Dale Talde's Asian-American: Proudly Inauthentic Recipes From the Philippines to Brooklyn begins with a memory from the chef's childhood and possibly the best first line of a cookbook: "There's a pig's head in the oven again."
Talde explains that his aunt and mom kept their Filipino cooking traditions as alive as possible after moving to Chicago, incorporating American ingredients like Spam and canned sardines into traditional dishes from home. Talde may call his recipes "inauthentic" in the title of his new book, but his stories ring true to most of us children of immigrants who grew up thinking cheeseburgers were special-occasion foods and beef tongue and tripe were everyday family meals.
Talde's memories, combined with his Culinary Institute of America training, form the chef's culinary style. The chef, who will open his namesake Talde at the Thompson Miami Beach hotel in November, is in town for a book chat. Last evening, he hosted an intimate pop-up at the Thompson's 1930s House. It was a chance to sample the chef's food without taking a trip to one of his restaurants in Brooklyn or Jersey City.
The chef showed a calm energy, making sure every single dish was plated correctly before it made its way to guests. The four-course menu showcased dishes from his restaurants — many of which are also featured in his cookbook if you want to take a shot at preparing them at home.
Don't let the sight of this beautiful perilla leaf starter fool you. This herb, part of the mint family, is popular in Korea for cooking and in China as an immunity booster. Talde tops the leaf with bacon-tamarind caramel, toasted shrimp, coconut, and peanuts. The elegant, small starter packs quite a flavor punch. The chef packed each bite with plenty of heat, showing Miami what's to come in the way of flavors.
A dim sum trio is served with accompanying sauces. Sweet pea samosa pairs with kaffir lime yogurt and golden raisin chutney, and pretzel pork and chive dumplings are dipped in a spicy tahini mustard. Talde shows his delicate side with a tuna tartare spring roll with crispy shallots, ponzu, and chili.

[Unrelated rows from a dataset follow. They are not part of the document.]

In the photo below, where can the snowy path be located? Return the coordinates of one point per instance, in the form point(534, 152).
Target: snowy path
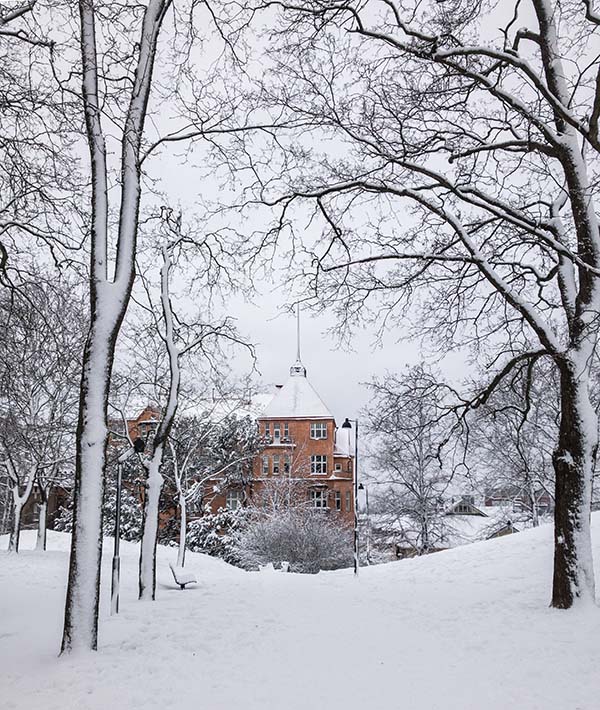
point(466, 629)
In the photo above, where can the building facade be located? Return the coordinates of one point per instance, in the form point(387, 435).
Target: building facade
point(304, 452)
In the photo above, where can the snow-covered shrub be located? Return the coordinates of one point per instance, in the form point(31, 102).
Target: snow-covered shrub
point(308, 539)
point(217, 534)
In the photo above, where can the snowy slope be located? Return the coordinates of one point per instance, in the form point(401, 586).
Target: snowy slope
point(465, 629)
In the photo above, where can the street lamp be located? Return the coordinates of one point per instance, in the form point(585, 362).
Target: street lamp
point(348, 425)
point(137, 448)
point(366, 490)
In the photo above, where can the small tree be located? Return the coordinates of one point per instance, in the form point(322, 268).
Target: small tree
point(41, 335)
point(283, 527)
point(407, 429)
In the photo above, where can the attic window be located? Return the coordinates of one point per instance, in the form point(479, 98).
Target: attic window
point(318, 430)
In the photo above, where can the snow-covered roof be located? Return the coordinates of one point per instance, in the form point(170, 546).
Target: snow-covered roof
point(296, 399)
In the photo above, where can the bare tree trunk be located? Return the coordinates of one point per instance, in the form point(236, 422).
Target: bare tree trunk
point(42, 521)
point(574, 461)
point(147, 568)
point(83, 592)
point(15, 532)
point(535, 518)
point(109, 300)
point(182, 530)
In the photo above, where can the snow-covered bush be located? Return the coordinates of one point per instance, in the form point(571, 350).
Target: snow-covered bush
point(308, 539)
point(218, 534)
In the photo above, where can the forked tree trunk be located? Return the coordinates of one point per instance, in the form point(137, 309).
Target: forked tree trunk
point(574, 461)
point(147, 564)
point(83, 592)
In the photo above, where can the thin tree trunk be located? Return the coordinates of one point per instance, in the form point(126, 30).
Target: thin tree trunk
point(15, 532)
point(574, 461)
point(42, 523)
point(83, 592)
point(535, 518)
point(182, 530)
point(147, 568)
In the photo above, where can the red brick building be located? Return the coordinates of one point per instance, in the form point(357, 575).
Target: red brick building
point(303, 446)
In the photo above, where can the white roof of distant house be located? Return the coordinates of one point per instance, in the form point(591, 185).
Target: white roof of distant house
point(296, 399)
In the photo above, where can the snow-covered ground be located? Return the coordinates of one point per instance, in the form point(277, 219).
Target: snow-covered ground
point(468, 628)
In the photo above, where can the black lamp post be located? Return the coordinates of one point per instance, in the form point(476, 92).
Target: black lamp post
point(137, 448)
point(366, 490)
point(348, 425)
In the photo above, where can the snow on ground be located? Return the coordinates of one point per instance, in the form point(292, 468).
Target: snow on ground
point(466, 629)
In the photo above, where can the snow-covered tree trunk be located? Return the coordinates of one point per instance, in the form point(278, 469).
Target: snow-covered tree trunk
point(109, 300)
point(574, 461)
point(182, 530)
point(81, 610)
point(42, 521)
point(147, 570)
point(15, 530)
point(18, 501)
point(154, 481)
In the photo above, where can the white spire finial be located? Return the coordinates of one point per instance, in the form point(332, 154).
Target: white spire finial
point(298, 369)
point(298, 331)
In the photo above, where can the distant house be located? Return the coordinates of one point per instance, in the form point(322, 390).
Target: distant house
point(521, 499)
point(303, 445)
point(462, 523)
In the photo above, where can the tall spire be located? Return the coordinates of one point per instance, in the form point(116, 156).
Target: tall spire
point(298, 331)
point(298, 369)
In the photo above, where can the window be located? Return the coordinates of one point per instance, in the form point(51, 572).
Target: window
point(318, 499)
point(318, 430)
point(318, 464)
point(234, 499)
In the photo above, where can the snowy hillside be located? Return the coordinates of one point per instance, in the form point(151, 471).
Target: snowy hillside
point(466, 629)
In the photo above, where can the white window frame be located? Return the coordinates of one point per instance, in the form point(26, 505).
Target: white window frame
point(234, 499)
point(318, 498)
point(318, 430)
point(318, 464)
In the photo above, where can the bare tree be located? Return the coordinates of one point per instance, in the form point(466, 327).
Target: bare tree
point(441, 157)
point(512, 439)
point(407, 428)
point(219, 449)
point(42, 329)
point(40, 186)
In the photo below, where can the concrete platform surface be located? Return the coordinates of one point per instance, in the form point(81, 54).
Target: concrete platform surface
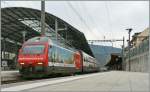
point(113, 81)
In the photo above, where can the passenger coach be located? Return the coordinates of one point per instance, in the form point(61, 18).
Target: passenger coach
point(43, 56)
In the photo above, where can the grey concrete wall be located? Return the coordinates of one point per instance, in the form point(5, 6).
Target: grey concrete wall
point(139, 63)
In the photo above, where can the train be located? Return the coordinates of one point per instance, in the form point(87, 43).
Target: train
point(41, 56)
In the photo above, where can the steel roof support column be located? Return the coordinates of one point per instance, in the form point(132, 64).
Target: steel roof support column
point(43, 17)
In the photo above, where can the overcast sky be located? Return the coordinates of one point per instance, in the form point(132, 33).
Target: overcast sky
point(96, 19)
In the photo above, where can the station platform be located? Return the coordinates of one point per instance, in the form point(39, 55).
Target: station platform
point(112, 81)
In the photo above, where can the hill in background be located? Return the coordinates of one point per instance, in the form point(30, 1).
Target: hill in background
point(103, 53)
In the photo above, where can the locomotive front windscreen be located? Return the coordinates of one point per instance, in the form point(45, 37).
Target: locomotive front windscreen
point(33, 49)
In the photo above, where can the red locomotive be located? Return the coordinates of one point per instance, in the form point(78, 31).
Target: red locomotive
point(43, 56)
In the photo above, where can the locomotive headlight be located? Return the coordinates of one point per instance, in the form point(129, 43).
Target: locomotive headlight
point(22, 63)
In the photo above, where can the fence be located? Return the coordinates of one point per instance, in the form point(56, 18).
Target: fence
point(138, 57)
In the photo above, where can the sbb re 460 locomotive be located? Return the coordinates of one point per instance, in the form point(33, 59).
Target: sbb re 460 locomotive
point(43, 56)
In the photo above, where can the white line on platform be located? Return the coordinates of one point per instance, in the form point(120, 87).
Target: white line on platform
point(40, 84)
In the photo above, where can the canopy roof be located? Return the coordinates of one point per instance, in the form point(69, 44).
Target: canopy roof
point(16, 20)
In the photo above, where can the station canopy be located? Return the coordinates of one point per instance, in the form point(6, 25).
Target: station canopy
point(16, 21)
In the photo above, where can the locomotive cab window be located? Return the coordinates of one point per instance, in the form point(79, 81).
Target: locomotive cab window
point(33, 49)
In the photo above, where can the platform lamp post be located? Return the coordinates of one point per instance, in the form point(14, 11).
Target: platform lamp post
point(24, 35)
point(129, 45)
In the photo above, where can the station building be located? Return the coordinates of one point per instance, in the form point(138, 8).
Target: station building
point(19, 24)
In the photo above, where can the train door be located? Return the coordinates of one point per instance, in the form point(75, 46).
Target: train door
point(78, 60)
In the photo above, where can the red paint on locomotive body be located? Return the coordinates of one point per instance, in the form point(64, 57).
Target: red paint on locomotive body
point(33, 59)
point(42, 54)
point(78, 60)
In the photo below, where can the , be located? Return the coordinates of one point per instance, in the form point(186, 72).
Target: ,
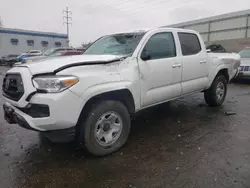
point(94, 94)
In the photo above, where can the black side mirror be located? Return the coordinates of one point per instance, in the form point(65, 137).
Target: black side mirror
point(145, 55)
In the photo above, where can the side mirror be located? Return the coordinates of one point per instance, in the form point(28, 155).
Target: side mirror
point(145, 55)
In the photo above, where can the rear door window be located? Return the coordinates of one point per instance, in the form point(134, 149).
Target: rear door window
point(161, 45)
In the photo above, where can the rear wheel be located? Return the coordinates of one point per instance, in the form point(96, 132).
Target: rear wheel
point(106, 128)
point(216, 94)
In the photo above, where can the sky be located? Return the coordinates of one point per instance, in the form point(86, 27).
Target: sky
point(94, 18)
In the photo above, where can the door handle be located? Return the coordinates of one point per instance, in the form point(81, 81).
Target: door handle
point(176, 65)
point(203, 61)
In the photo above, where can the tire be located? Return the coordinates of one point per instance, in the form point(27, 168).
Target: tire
point(99, 123)
point(212, 96)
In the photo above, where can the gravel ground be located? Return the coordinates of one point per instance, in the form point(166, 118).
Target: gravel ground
point(183, 143)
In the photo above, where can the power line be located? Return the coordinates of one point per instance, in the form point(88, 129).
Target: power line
point(67, 16)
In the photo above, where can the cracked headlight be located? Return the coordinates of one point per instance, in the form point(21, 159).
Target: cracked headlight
point(54, 84)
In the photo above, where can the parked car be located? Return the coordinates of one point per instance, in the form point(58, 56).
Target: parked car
point(244, 70)
point(216, 48)
point(93, 95)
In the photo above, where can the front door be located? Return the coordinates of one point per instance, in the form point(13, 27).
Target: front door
point(160, 69)
point(194, 62)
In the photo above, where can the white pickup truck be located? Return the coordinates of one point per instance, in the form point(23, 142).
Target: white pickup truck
point(94, 94)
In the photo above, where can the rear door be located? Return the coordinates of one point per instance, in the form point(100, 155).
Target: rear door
point(194, 61)
point(161, 72)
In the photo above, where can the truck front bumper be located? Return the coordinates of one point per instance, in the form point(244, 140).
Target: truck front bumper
point(64, 111)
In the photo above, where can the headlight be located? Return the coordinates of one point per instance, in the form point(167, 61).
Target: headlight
point(54, 84)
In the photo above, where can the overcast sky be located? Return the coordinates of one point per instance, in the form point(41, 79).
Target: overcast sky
point(94, 18)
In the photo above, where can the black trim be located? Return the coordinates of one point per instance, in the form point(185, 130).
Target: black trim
point(86, 63)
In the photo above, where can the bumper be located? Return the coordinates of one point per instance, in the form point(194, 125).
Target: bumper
point(64, 111)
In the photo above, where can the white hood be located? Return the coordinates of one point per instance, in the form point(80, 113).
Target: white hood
point(51, 64)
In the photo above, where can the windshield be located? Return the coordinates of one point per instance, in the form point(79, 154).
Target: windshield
point(119, 44)
point(245, 53)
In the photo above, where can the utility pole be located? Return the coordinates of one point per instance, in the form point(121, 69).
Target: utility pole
point(68, 16)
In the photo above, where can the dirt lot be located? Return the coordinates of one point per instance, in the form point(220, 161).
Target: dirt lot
point(179, 144)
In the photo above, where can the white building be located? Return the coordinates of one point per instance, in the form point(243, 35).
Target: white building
point(230, 30)
point(15, 41)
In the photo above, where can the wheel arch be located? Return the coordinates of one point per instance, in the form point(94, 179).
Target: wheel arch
point(123, 95)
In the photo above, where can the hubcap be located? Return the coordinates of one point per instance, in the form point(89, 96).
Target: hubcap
point(220, 90)
point(108, 128)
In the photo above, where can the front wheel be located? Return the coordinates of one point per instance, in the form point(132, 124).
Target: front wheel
point(216, 94)
point(106, 128)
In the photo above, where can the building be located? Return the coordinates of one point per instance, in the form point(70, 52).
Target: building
point(15, 41)
point(230, 30)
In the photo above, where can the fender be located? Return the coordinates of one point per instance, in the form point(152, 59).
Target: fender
point(113, 86)
point(214, 71)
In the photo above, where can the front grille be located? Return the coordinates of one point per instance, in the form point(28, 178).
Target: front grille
point(13, 86)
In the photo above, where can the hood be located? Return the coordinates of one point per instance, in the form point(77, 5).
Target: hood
point(56, 64)
point(245, 62)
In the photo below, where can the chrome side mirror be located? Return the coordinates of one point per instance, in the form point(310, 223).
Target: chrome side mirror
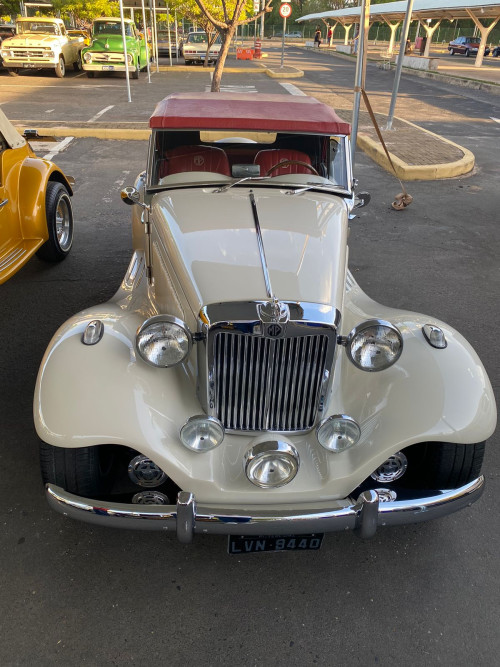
point(131, 196)
point(361, 199)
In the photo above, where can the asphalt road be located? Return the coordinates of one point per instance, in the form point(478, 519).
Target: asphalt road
point(427, 594)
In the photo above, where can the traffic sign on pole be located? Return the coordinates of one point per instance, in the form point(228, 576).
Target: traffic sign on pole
point(285, 10)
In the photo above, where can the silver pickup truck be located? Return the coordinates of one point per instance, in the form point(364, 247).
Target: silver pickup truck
point(41, 43)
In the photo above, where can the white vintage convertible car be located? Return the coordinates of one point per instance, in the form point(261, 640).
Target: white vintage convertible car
point(240, 382)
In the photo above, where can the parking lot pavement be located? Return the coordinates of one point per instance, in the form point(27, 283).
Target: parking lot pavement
point(74, 595)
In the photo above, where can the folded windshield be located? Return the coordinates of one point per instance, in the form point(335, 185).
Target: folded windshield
point(187, 157)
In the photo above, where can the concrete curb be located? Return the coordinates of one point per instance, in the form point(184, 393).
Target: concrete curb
point(464, 82)
point(93, 133)
point(277, 74)
point(427, 172)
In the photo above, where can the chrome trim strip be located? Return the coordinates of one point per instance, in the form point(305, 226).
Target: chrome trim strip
point(260, 243)
point(362, 516)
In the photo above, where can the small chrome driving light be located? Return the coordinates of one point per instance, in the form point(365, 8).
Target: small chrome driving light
point(163, 341)
point(434, 336)
point(374, 345)
point(202, 433)
point(338, 432)
point(392, 469)
point(271, 464)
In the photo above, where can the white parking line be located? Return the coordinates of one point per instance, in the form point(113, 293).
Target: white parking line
point(55, 148)
point(293, 90)
point(100, 113)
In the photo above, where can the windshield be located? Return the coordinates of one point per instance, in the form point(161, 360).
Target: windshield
point(111, 28)
point(42, 27)
point(193, 157)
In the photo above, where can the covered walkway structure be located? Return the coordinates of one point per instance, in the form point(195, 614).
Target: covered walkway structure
point(429, 13)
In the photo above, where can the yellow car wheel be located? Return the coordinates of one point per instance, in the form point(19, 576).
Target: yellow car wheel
point(59, 223)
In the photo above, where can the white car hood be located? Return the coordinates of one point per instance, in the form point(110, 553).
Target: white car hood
point(210, 241)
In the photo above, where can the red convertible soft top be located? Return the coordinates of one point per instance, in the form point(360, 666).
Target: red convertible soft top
point(243, 111)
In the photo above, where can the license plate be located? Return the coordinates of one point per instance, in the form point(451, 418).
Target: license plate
point(245, 544)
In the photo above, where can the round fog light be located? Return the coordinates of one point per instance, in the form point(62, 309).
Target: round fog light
point(271, 464)
point(338, 433)
point(202, 433)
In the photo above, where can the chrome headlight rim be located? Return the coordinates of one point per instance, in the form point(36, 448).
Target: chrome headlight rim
point(170, 319)
point(366, 324)
point(197, 419)
point(267, 448)
point(342, 417)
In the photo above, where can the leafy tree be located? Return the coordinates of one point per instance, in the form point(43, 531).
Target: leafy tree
point(234, 14)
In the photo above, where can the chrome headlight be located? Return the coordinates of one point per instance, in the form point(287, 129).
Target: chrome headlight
point(202, 433)
point(271, 464)
point(338, 433)
point(163, 341)
point(374, 345)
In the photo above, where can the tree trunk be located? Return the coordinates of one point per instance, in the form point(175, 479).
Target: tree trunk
point(227, 36)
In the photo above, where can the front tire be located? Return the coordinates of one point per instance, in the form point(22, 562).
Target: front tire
point(84, 471)
point(59, 223)
point(443, 465)
point(60, 68)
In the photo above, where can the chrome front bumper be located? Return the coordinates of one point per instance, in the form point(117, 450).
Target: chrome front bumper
point(186, 518)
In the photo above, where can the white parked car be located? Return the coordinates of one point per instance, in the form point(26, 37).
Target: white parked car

The secret to the chef's spicy Korean Fried Chicken is the brine. Talde soaks the chicken in his kimchi yogurt for a minimum of 24 hours (up to five days for maximum flavor), before frying the bird twice. The golden pieces rest on a bed of more kimchi yogurt. The result is chicken that's super crispy on the outside, succulent on the inside, and packed with spices. The chicken is spicy, but the creaminess of the yogurt balances the heat, as do the grapes served on the side. Recipes for both the KFC and the kimchi yogurt (which, by the way, has no kimchi in it), are also found in the book. Pressed for time and don't have days to brine a chicken? Talde gives a "cheat" option: make his sauce from scratch and serve over some fried chicken from Popeye's. He promises he won't tell anyone your secret.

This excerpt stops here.